Tutorial: Let's make a Data Driven Map

Let's make a Data Driven Map

This walkthrough is also available as a Jupyter ipynb Notebook - you can run yourself

Lets make a Choropleth

A choropleth is essentially a data driven map, that changes the map in some regard based on those values.

A very familiar example are the red and blue styles shading of states for US Elections, but can show many things such as precipitation, or heatmaps, and many other things.

Screenshot - example choropleth

Configure the Map

Maps don't show year over year very well.

To simplify finding this, here is the configuration:

currentYear = 1955;
1955
currentMetric = 'prop';
'prop'

Libraries

We will use the following libraries:

utils = require('jupyter-ijavascript-utils');
geographyDatastore = require('sane-topojson');
countryISO = require('i18n-iso-countries');
topojson = require('topojson-client');
['utils', 'geographyDatastore', 'countryCodes', 'topojson'];

jupyter-ijavascript-utils

Very helpful library for doing data exploration and visualization within Jupyter Notebooks - using the iJavaScript Library.

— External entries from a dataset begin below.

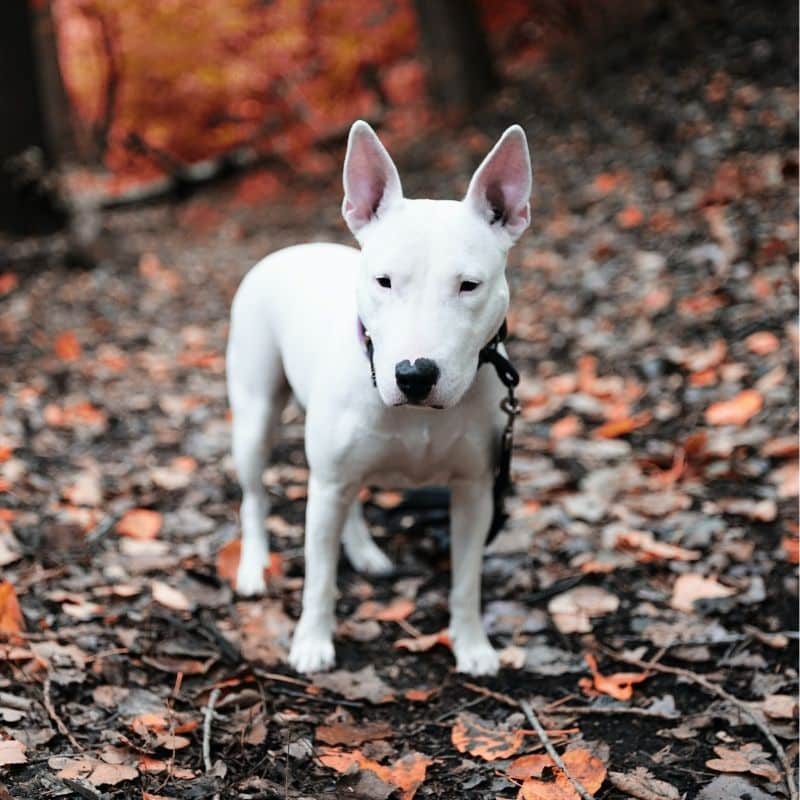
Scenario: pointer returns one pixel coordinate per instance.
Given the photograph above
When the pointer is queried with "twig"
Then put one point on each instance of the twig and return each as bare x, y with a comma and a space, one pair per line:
612, 711
716, 689
551, 751
208, 716
51, 710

This library in fact - see more here

topojson-client - topojson

TopoJSON is an an open format extension from the GeoJSON format, that can be converted to and from GeoJSON.

Even though it can store more data into it, it can also result in much smaller files dues to how it organizes data.

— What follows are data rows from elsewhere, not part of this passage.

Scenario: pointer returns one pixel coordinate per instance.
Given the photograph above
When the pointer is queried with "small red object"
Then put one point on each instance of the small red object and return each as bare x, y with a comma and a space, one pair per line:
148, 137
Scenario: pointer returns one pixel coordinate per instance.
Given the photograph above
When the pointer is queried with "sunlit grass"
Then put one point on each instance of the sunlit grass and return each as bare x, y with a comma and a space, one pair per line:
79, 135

The topojson-client library provides a way to:

  • convert shape / geojson files to and from topojson files
  • access geographic features

sane-topojson - geographyDatastore

Natural Earth is a public domain map dataset available at 1:10m, 1:50m, and 1:110 million scales. Featuring tightly integrated vector and raster data, with Natural Earth you can make a variety of visually pleasing, well-crafted maps with cartography or GIS software.

Natural Earth was built through a collaboration of many volunteers and is supported by NACIS (North American Cartographic Information Society), and is free for use in any type of project (see their terms of use).

In our case, we'll be using the sane-topojson library as it provides a 'cleaned version' of the Natural Earth GIS data that can be accessed directly within node.

(As opposed to the world-atlas library that is only accessible through CDNs)

We'll be using this to:

  • access the country geographies that we will render

i18n-iso-countries - countryISO

We will use the i18n-iso-countries library to help us correlate countries by looking them up to the ISO 3166 standard.

ISO 3166 specifies the Numerical, 2 character and 3 character Country Codes, and will allow us to relate the countries to their geometry.

  • identify 3 character iso codes for country names (joining)
  • verify country names that need manual alignment
utils = require('jupyter-ijavascript-utils');
geographyDatastore = require('sane-topojson');
countryISO = require('i18n-iso-countries');
topojson = require('topojson-client');
['utils', 'geographyDatastore', 'countryCodes', 'topojson'];
[ 'utils', 'topojson', 'countryISO', 'geographyDatastore' ]

Gap Minder

The GapMinder Life Expectancy Study is a facinating dataset and writeup by the GapMinder group, including Professor Hans Rosling.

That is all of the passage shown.